Although a bit dated by today’s full colour LCD standards, the four line display still provides useful text and graphical feedback when using Push’s knobs and buttons. You can change their behaviour simply by selecting the parameters on the bank of buttons to the right of the LCD, including Volume, Pan & Send and Track focus. The rotary knobs above the LCD screen control a variety of parameters in Live depending on what you set it it on. The column of buttons to the right of the grid launch Scenes, which is what Live calls a row of clips in your session. In useįor folk who just want to get started using a hardware controller without all the extra mapping effort, Push offers an elegant solution as it’s tightly integrated with Live 9. At its most basic, the 8×8 pad grid lets you launch clips in Session view, and the two rows above it allow you to arm and enable/disable a track.

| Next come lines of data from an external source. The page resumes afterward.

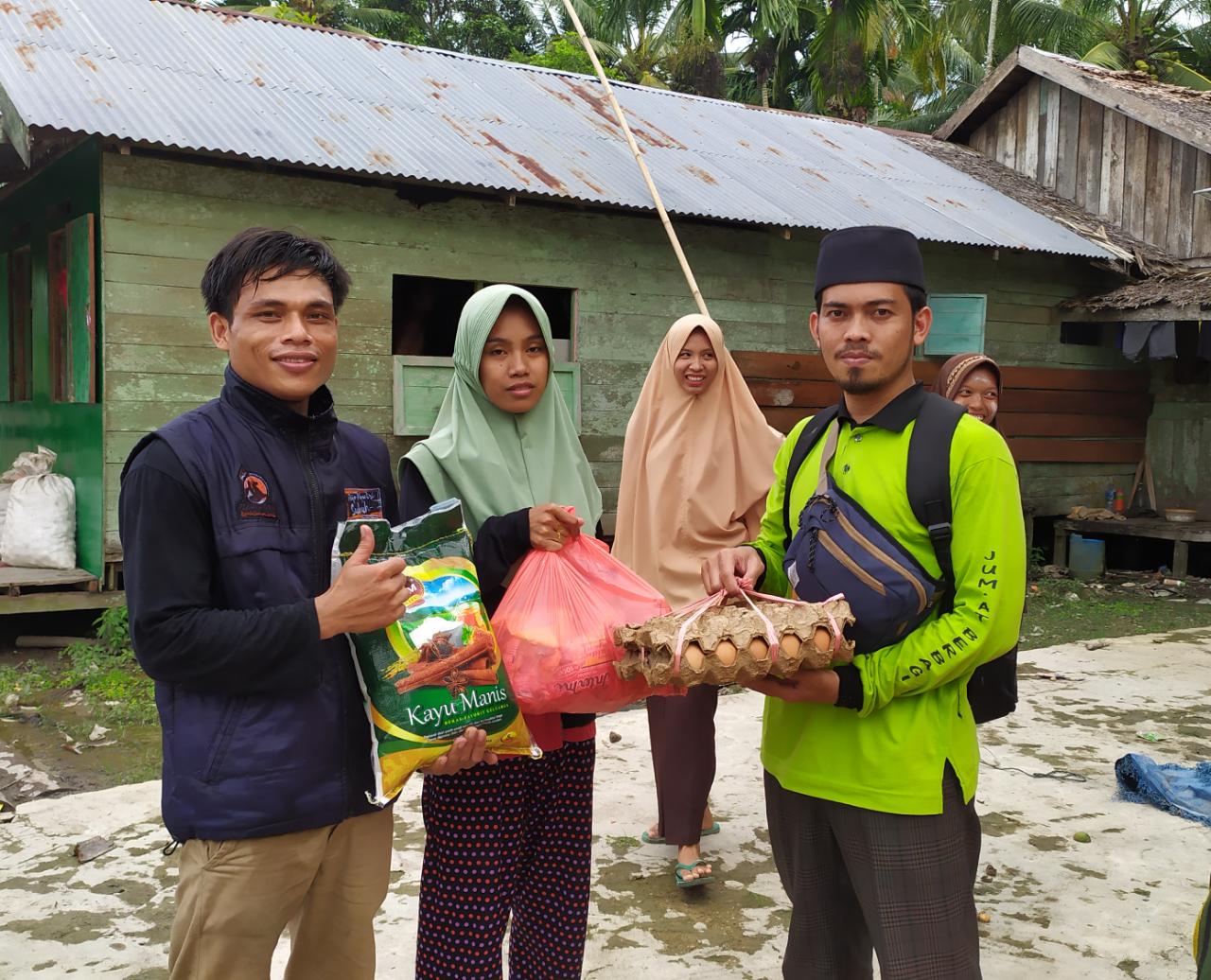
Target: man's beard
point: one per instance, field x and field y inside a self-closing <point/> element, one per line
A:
<point x="860" y="380"/>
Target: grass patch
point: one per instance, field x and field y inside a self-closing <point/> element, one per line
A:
<point x="116" y="691"/>
<point x="1052" y="618"/>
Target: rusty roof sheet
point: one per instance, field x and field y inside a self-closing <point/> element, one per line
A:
<point x="167" y="73"/>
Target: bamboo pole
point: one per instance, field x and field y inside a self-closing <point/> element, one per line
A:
<point x="639" y="159"/>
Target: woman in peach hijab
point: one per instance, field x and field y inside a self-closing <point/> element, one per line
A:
<point x="696" y="466"/>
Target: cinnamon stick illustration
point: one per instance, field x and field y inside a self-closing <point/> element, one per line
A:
<point x="439" y="658"/>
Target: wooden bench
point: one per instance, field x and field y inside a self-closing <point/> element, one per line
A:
<point x="47" y="590"/>
<point x="1181" y="534"/>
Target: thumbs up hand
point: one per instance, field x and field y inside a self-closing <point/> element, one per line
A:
<point x="364" y="596"/>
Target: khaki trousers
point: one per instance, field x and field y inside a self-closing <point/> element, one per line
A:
<point x="234" y="899"/>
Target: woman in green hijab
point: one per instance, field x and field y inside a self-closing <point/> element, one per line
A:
<point x="513" y="840"/>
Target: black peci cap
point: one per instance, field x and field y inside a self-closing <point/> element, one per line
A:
<point x="870" y="254"/>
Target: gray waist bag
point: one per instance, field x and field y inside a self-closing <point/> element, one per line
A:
<point x="839" y="548"/>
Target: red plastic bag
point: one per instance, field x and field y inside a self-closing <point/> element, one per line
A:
<point x="554" y="629"/>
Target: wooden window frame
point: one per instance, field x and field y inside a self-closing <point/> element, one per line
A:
<point x="18" y="320"/>
<point x="436" y="372"/>
<point x="942" y="345"/>
<point x="72" y="319"/>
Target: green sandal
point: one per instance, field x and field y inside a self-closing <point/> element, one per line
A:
<point x="649" y="840"/>
<point x="691" y="882"/>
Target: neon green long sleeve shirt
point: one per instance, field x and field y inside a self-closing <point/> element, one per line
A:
<point x="915" y="717"/>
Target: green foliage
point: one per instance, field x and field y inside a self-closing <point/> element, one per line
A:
<point x="563" y="53"/>
<point x="104" y="669"/>
<point x="907" y="63"/>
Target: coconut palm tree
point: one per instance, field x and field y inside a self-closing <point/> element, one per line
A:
<point x="1166" y="39"/>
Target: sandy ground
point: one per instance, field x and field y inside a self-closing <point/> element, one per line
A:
<point x="1120" y="905"/>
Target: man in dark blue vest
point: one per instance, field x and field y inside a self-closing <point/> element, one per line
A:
<point x="228" y="515"/>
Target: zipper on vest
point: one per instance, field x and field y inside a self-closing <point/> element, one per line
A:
<point x="315" y="500"/>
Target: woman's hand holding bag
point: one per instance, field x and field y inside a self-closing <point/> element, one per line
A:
<point x="554" y="624"/>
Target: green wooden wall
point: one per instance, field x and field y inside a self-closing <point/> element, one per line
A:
<point x="164" y="219"/>
<point x="67" y="189"/>
<point x="1180" y="441"/>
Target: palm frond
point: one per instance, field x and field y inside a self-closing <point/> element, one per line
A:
<point x="1106" y="55"/>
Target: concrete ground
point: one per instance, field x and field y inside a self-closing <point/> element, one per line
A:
<point x="1120" y="905"/>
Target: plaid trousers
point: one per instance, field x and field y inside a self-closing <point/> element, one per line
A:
<point x="863" y="881"/>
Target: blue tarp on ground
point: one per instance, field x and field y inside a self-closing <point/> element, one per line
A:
<point x="1185" y="790"/>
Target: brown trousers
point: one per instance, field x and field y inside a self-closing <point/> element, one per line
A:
<point x="682" y="732"/>
<point x="235" y="898"/>
<point x="863" y="881"/>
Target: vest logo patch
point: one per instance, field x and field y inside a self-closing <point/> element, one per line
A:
<point x="254" y="499"/>
<point x="363" y="501"/>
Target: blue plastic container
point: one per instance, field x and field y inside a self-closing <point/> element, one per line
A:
<point x="1086" y="557"/>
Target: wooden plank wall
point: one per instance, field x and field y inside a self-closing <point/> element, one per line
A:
<point x="1180" y="441"/>
<point x="1115" y="167"/>
<point x="1072" y="431"/>
<point x="163" y="219"/>
<point x="1047" y="414"/>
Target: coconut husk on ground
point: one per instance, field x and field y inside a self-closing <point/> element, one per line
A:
<point x="728" y="643"/>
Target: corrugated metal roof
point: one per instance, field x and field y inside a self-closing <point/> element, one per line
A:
<point x="165" y="73"/>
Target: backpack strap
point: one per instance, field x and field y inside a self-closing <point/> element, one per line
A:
<point x="929" y="481"/>
<point x="803" y="445"/>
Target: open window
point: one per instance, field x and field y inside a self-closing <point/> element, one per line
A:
<point x="70" y="288"/>
<point x="424" y="320"/>
<point x="16" y="327"/>
<point x="958" y="324"/>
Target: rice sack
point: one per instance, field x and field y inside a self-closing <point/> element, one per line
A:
<point x="436" y="670"/>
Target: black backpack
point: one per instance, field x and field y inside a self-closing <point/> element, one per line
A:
<point x="992" y="691"/>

#ABLETON LIVE LITE 9 UPGRADE#
It does come with a copy of Live 9 Intro and upgrade paths to Live 9 Suite, but what you’re basically paying for is what this thing can do to enhance your workflow. Also note the absence of standard 5-pin Midi ins and outs.Įverything here quietly screams quality, and this alone seems to make the US$599 retail tag a little easier to swallow despite the unit not having an onboard audio interface. You can use the Push with a single USB cable, but we recommend plugging in the included power supply to fully appreciate its aesthetic. There are no Midi outputs, but there are two inputs for footswitches and sustain pedals. Using Push via USB alone is fine for dimly lit environments, but the device looks fantastic when plugged in properly, as button labels are fully illuminated and all the pads just seem to jump out more. Numerous buttons surround the grid layout that appear blank when the unit is powered off, but plugging Push in via USB or the included power supply reveals their markings. There’s a 17cm touchstrip to the left of the pad grid that you can use for scrolling within your Live session or for pitch bends when playing a synth, and are 11 endless rotary touch-sensitive knobs that display information on the four-line Push LCD when you rest a finger on them. There are 64 velocity and sensitive pads that can transmit a range of commands to Ableton Live (eg a soft pianissimo snare hit to a loud fortissimo strike). Push’s 64 velocity-sensitive pads are chunky and built to withstand daily abuse by heavy-handed producers. With an aluminium base and the rest made of a rubbery material, the device at rest looks like a sculpture more than a piece of production kit. Weighing in at a hefty 6.6 pounds and measuring almost 12″x 15″, this isn’t a cheap plastic controller that slides off your desk. So what makes Push different? What exactly separates it from all the other controllers out there? Let’s find out. They are still very popular controllers for both live performance situations and studio use today (and the APC40 has just been relaunched), and so are the controllers built by the manufacturers we mentioned previously (Launchpad, OHM RGB and Monome 64/128, respectively). The predecessors of Push, the APC40 and APC20 are Ableton workhorses that were developed in an exclusive partnership with Akai.

#ABLETON LIVE LITE 9 SOFTWARE#
While companies like Novation, Livid Instruments and Monome created USB/Midi devices that let users take control of it, none had offered a tight, one-to-one integration with the software that required minimal tweaking and mapping – until the Akai APC40 and APC20 came out, that is. Whether as the centrepiece of an Ableton Live music production studio or onstage as a controller for performance, triggering clips and improvisation, Ableton clearly markets Push as a complete hands-on solution for what is arguably electronic music’s most ubiquitous DAW today.Įver since Ableton Live came out, third-party manufacturers have churned out a variety of controllers that take advantage of Live’s unique workflow, but only a handful specifically address its Session view, which is the heart of the Ableton Live experience. The Ableton Push is a USB hardware controller designed for seamless integration with Ableton Live 9.

With all the controllers that have gone before it, none have been as ambitious or as complex while retaining Live’s fun factor. The Ableton Push controller is currently the only controller that gets you this deep and decidedly intimate with Live 9.